GetUserDevices sends a usync query and gets AD JIDs back:

list, err := cli.usync(ctx, jidsToSync, "query", "message", []waBinary.Node{
  {Tag: "devices", Attrs: waBinary.Attrs{"version": "2"}},
})

then the send path encrypts the message separately for devices.

for _, jid := range allDevices {
  encrypted, err := cli.encryptMessageForDeviceAndWrapV3(ctx, payload, skdm, dsmForDevice, jid, bundles[jid], encAttrs)
  if err != nil {
    cli.Log.Warnf("Failed to encrypt %s for %s: %v", id, jid, err)
    continue
  }
  participantNodes = append(participantNodes, *encrypted)
}

that is the core of multi-device

you do not encrypt a message "to a user" you encrypt it to the user's devices. uf a session is missing, whatsmeow fetches prekeys, processes a bundle, creates a Signal session, and then encrypts.

the public call is simple:

cli.SendMessage(ctx, target, &waE2E.Message{
  Conversation: proto.String("hello"),
})

but behind it is device discovery, session lookup, prekey fallback, message transport protobufs, binary nodes, encrypted frames, server ack waiting, retry handling, and cache invalidation if the server says the participant hash was wrong.

the api is small because the protocol is not

receiving is the same story in reverse

incoming messages enter through handleEncryptedMessage

first whatsmeow parses the node into MessageInfo: chat, sender, participant, timestamp, push name, media type, bot metadata, LID/PN alternates.

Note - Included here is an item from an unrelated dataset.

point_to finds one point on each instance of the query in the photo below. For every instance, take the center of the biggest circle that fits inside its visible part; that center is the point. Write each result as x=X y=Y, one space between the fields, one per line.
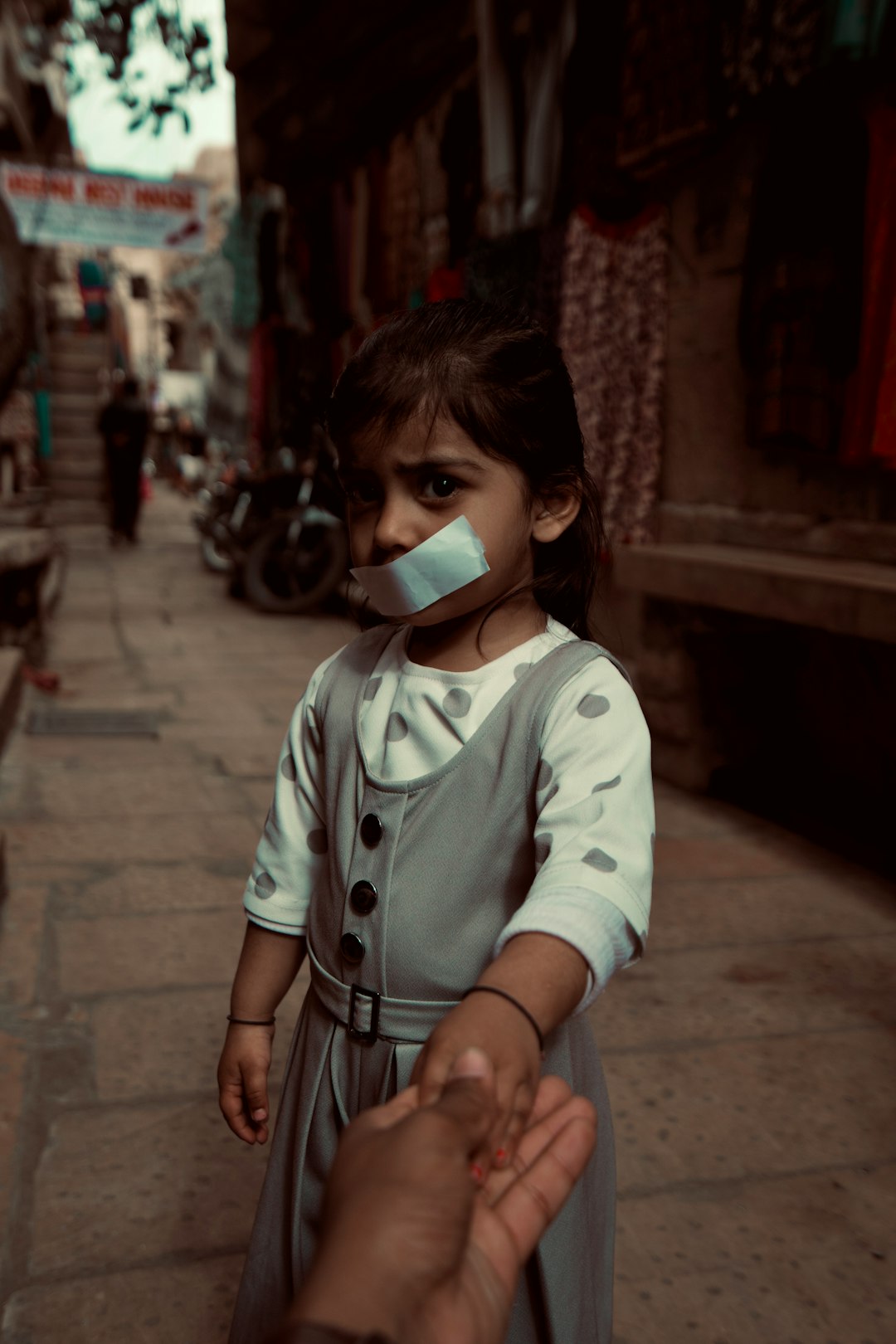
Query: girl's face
x=402 y=492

then it decrypts based on the child node type

switch encType {
case "pkmsg", "msg":
  decrypted, ciphertextHash, err = cli.decryptDM(ctx, &child, senderEncryptionJID, encType == "pkmsg", info.Timestamp)
case "skmsg":
  decrypted, ciphertextHash, err = cli.decryptGroupMsg(ctx, &child, senderEncryptionJID, info.Chat, info.Timestamp)
}

pkmsg is a prekey message msg is a normal Signal message. skmsg is a sender-key group message

again, the tags reveal the architecture

DMs use per-device Signal sessions groups use sender keys failed decryptions can produce retry receipts some messages are buffered so the same ciphertext is not decrypted twice some unavailable messages can be requested again from the phone.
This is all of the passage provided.